Así siguió hasta que comenzó a suceder de nuevo. Del mismo modo que las puertas, y las ventanas, y todos los sonidos dejaron de aparecer, el muro cambió de forma. El espacio para estar de pie se hizo más estrecho. En un momento tuvo que agachar la cabeza y caminar de lado. Por ultimo comenzó a arrastrarse, sintiendo el golpe de sus huesos contra los peldaños que nacían sin piedad. El barandal se hizo cada vez más delgado hasta que desapareció. Ahora estaba en un pasadizo por el que bajaba como gusano: acoplaba su cuerpo a la forma de cada escalón. La oscuridad comenzó a acosarlo. Dejo de ver sus manos, y de sentir su aliento. Su corazón no latió más. Dentro de su cuerpo todo comenzó a detenerse también. Quiso llorar y desgarrarse la cara; dejar de ser. Quiso nacer de nuevo y jugar como ya había olvidado. Sin embargo continuó. No se dejó vencer y siguió bajando hasta que vio algo y se detuvo. Todos los párpados de la tierra hicieron una pausa. Era una luz. Se derrumbó por primera vez, y cerró los ojos. Entonces sí: los recuerdos lo acosaron. Los besos de su madre, sus hermanos, las peleas, las comidas en la cocina; su primer amor, su mejor amigo, la primera fiesta; su boda, los paseos, los hijos, los nietos. Todo vino de pronto revelándole su vida; entregándosela un instante, por última vez. Ahí lo entendió todo. Abrió los ojos y volteó atrás. Era un engaño. Aunque hubiera intentado volver no habría podido. Era inútil; debía entregarse como todos lo haremos algún día. Y comenzó a avanzar. Descendió los últimos peldaños, y cayó.

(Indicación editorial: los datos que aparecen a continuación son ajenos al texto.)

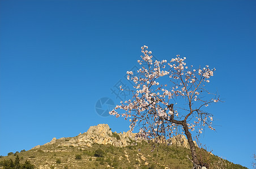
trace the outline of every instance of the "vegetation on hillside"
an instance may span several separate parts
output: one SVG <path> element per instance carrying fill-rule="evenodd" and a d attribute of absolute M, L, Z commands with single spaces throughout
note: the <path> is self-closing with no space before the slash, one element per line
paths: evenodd
<path fill-rule="evenodd" d="M 193 166 L 187 157 L 187 154 L 190 154 L 188 149 L 159 144 L 155 145 L 153 149 L 152 145 L 144 141 L 133 143 L 133 145 L 124 148 L 97 144 L 92 147 L 48 145 L 38 149 L 23 151 L 15 155 L 13 154 L 3 157 L 0 158 L 0 168 L 34 168 L 35 167 L 35 168 L 39 168 L 40 167 L 41 168 L 131 169 L 168 167 L 190 169 Z M 207 157 L 205 159 L 210 164 L 210 168 L 247 168 L 211 155 L 205 150 L 198 149 L 198 152 L 202 152 L 202 154 Z M 191 157 L 191 155 L 189 157 Z M 18 158 L 19 162 L 16 162 Z M 11 168 L 14 164 L 19 163 L 20 168 Z M 6 168 L 7 163 L 9 168 Z M 13 164 L 12 167 L 10 167 L 10 164 Z M 28 167 L 24 168 L 25 165 Z"/>

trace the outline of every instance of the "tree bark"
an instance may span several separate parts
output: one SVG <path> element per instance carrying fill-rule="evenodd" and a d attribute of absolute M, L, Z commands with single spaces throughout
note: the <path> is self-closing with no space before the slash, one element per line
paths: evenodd
<path fill-rule="evenodd" d="M 192 161 L 193 161 L 194 165 L 199 165 L 198 160 L 197 158 L 197 153 L 195 151 L 195 146 L 194 144 L 193 140 L 192 139 L 192 136 L 191 133 L 189 131 L 189 127 L 187 126 L 186 122 L 182 123 L 182 126 L 184 129 L 185 134 L 187 137 L 187 141 L 189 142 L 189 146 L 190 146 L 191 154 L 192 155 Z"/>

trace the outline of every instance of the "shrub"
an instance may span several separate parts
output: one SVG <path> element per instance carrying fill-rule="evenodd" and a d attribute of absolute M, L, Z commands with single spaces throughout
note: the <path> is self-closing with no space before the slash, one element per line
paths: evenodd
<path fill-rule="evenodd" d="M 56 163 L 57 164 L 60 164 L 61 163 L 61 161 L 60 159 L 58 158 L 57 159 L 56 159 Z"/>
<path fill-rule="evenodd" d="M 31 156 L 28 157 L 28 158 L 36 158 L 36 156 L 35 156 L 35 155 L 31 155 Z"/>
<path fill-rule="evenodd" d="M 82 155 L 81 155 L 81 154 L 76 154 L 76 155 L 75 155 L 75 159 L 82 159 Z"/>
<path fill-rule="evenodd" d="M 118 140 L 121 139 L 120 136 L 117 133 L 112 132 L 112 134 L 113 136 L 116 138 Z"/>
<path fill-rule="evenodd" d="M 94 156 L 97 157 L 103 157 L 104 155 L 104 152 L 100 149 L 97 149 L 97 150 L 95 150 L 95 153 L 94 153 Z"/>

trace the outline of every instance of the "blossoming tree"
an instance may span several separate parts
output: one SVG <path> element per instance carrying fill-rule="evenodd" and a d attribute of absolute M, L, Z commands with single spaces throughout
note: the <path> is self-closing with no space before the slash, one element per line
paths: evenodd
<path fill-rule="evenodd" d="M 138 73 L 127 72 L 128 80 L 134 84 L 132 97 L 109 112 L 111 115 L 125 119 L 129 118 L 133 131 L 138 125 L 138 136 L 160 141 L 164 136 L 169 138 L 181 129 L 185 133 L 190 147 L 194 167 L 200 168 L 191 131 L 199 134 L 206 126 L 212 127 L 212 115 L 204 109 L 219 98 L 205 89 L 215 69 L 194 69 L 177 55 L 170 61 L 152 59 L 152 52 L 148 47 L 142 47 L 143 55 L 138 63 L 142 68 Z M 123 90 L 122 86 L 120 90 Z M 123 109 L 122 113 L 117 109 Z"/>

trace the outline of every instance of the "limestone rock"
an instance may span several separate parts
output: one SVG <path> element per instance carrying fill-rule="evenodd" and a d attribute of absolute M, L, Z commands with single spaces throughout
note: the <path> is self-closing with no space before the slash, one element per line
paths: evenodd
<path fill-rule="evenodd" d="M 49 144 L 53 144 L 56 143 L 56 141 L 57 141 L 57 139 L 56 139 L 56 137 L 54 137 L 54 138 L 52 140 L 52 141 L 50 141 L 49 143 L 45 143 L 45 144 L 44 144 L 44 145 L 49 145 Z"/>
<path fill-rule="evenodd" d="M 143 139 L 135 139 L 136 134 L 127 131 L 123 133 L 113 133 L 107 124 L 100 124 L 96 126 L 91 126 L 87 132 L 83 134 L 80 133 L 78 136 L 74 137 L 62 137 L 57 139 L 54 137 L 49 143 L 44 145 L 48 145 L 56 144 L 57 146 L 91 146 L 93 144 L 110 144 L 115 146 L 123 147 L 127 145 L 136 145 L 136 143 L 140 142 Z M 187 140 L 182 135 L 174 136 L 168 140 L 163 137 L 161 143 L 172 143 L 173 145 L 182 146 L 189 148 Z M 195 142 L 194 142 L 195 143 Z M 195 145 L 197 146 L 195 143 Z M 40 148 L 37 145 L 32 149 Z M 142 157 L 142 158 L 145 157 Z M 142 160 L 146 161 L 141 158 Z"/>
<path fill-rule="evenodd" d="M 33 148 L 32 148 L 31 149 L 31 150 L 35 149 L 38 149 L 39 148 L 40 148 L 40 146 L 41 146 L 41 145 L 37 145 L 37 146 L 34 146 Z"/>

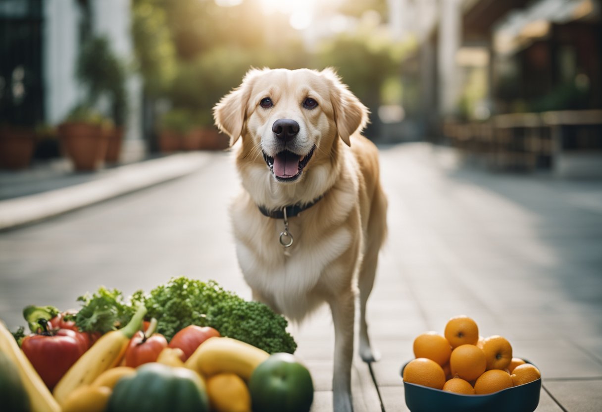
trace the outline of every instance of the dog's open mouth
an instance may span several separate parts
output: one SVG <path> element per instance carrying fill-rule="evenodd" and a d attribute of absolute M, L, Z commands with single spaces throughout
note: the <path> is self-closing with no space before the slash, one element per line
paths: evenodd
<path fill-rule="evenodd" d="M 305 156 L 288 150 L 282 151 L 274 157 L 264 152 L 264 160 L 274 176 L 278 180 L 291 181 L 296 180 L 315 151 L 314 146 Z"/>

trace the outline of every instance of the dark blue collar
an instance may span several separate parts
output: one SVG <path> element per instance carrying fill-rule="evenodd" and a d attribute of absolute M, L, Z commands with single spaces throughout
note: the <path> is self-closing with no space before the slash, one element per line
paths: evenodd
<path fill-rule="evenodd" d="M 316 198 L 309 203 L 297 203 L 294 205 L 285 206 L 280 209 L 269 210 L 265 206 L 258 206 L 259 211 L 267 217 L 273 219 L 284 219 L 284 209 L 287 210 L 287 217 L 294 217 L 304 210 L 307 210 L 315 205 L 324 197 L 323 195 Z"/>

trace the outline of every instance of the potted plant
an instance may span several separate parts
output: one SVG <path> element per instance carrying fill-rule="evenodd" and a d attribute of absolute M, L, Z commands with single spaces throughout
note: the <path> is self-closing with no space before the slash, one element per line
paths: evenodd
<path fill-rule="evenodd" d="M 227 149 L 229 139 L 220 133 L 213 125 L 213 116 L 210 111 L 201 111 L 194 119 L 193 130 L 196 133 L 196 148 L 200 150 L 223 150 Z"/>
<path fill-rule="evenodd" d="M 107 149 L 103 160 L 119 160 L 128 110 L 126 72 L 111 49 L 105 37 L 94 37 L 85 43 L 78 60 L 77 75 L 87 88 L 87 104 L 93 106 L 101 98 L 108 103 L 111 122 L 103 128 Z"/>
<path fill-rule="evenodd" d="M 29 166 L 34 141 L 32 129 L 0 125 L 0 167 L 19 169 Z"/>
<path fill-rule="evenodd" d="M 98 111 L 78 105 L 58 126 L 67 156 L 76 170 L 94 170 L 104 161 L 112 125 Z"/>

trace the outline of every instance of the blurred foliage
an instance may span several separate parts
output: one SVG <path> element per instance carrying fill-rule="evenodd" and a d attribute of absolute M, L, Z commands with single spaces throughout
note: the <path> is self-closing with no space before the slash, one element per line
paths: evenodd
<path fill-rule="evenodd" d="M 318 66 L 335 67 L 373 113 L 381 102 L 388 79 L 400 76 L 402 58 L 412 46 L 392 42 L 375 23 L 363 22 L 353 32 L 323 41 L 317 54 Z"/>
<path fill-rule="evenodd" d="M 487 69 L 479 67 L 469 70 L 458 104 L 459 114 L 463 119 L 474 120 L 476 108 L 487 96 Z"/>
<path fill-rule="evenodd" d="M 101 125 L 104 124 L 107 119 L 100 111 L 91 105 L 81 103 L 71 109 L 65 117 L 65 121 Z"/>
<path fill-rule="evenodd" d="M 534 99 L 529 108 L 533 111 L 577 110 L 588 108 L 587 88 L 580 87 L 575 81 L 559 84 L 548 94 Z"/>
<path fill-rule="evenodd" d="M 134 0 L 132 37 L 145 92 L 159 96 L 176 76 L 177 61 L 165 10 L 157 0 Z"/>
<path fill-rule="evenodd" d="M 78 57 L 77 76 L 88 90 L 85 105 L 94 105 L 103 95 L 110 102 L 110 117 L 123 125 L 128 111 L 125 68 L 105 37 L 89 39 Z"/>
<path fill-rule="evenodd" d="M 324 13 L 345 14 L 358 27 L 308 49 L 301 32 L 291 27 L 290 16 L 275 10 L 264 14 L 261 0 L 231 7 L 214 0 L 134 0 L 132 30 L 145 90 L 168 99 L 176 123 L 186 123 L 182 113 L 187 111 L 190 121 L 203 125 L 213 123 L 211 108 L 252 67 L 333 66 L 376 112 L 381 90 L 387 84 L 397 87 L 386 81 L 399 76 L 407 51 L 407 45 L 393 43 L 379 25 L 386 3 L 320 4 Z M 386 93 L 388 99 L 396 99 L 391 96 L 399 95 L 399 87 Z"/>

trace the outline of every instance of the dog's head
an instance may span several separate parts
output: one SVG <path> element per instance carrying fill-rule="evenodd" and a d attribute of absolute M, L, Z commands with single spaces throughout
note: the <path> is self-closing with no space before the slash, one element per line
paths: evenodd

Era una sala enorme, blanca. Una infinidad de cuerpos desnudos yacían tendidos como si durmieran. Niños, niñas, mujeres, hombres; hasta perros y gatos. Era un mar de seres que parecían estar muertos, y lo estaban. Se agachó, alzó la cabeza de un hombre y lo reconoció; su abuelo. A un lado alzó el rostro de una mujer que nunca había visto. Conocidos y desconocidos. Por allá su madre y su hermano. Hasta Ponky estaba ahí. Se miró el cuerpo y en efecto… estaba desnudo; sus ropas habían terminado por ceder. Se tocó el corazón, y nada. Caminó. Saltó algunos cuerpos hasta encontrar un espacio libre; el preciso para su cuerpo. Se sentó, estiró las piernas, echó un último vistazo y se acostó. Mantuvo los ojos abiertos por un rato. Se puso en una posición cómoda y abrazó el cuerpo que tenía frente a él sin importarle de quién era. Cerró los ojos. Se relajó, y su respiración se detuvo. Luego nada; sólo durmió.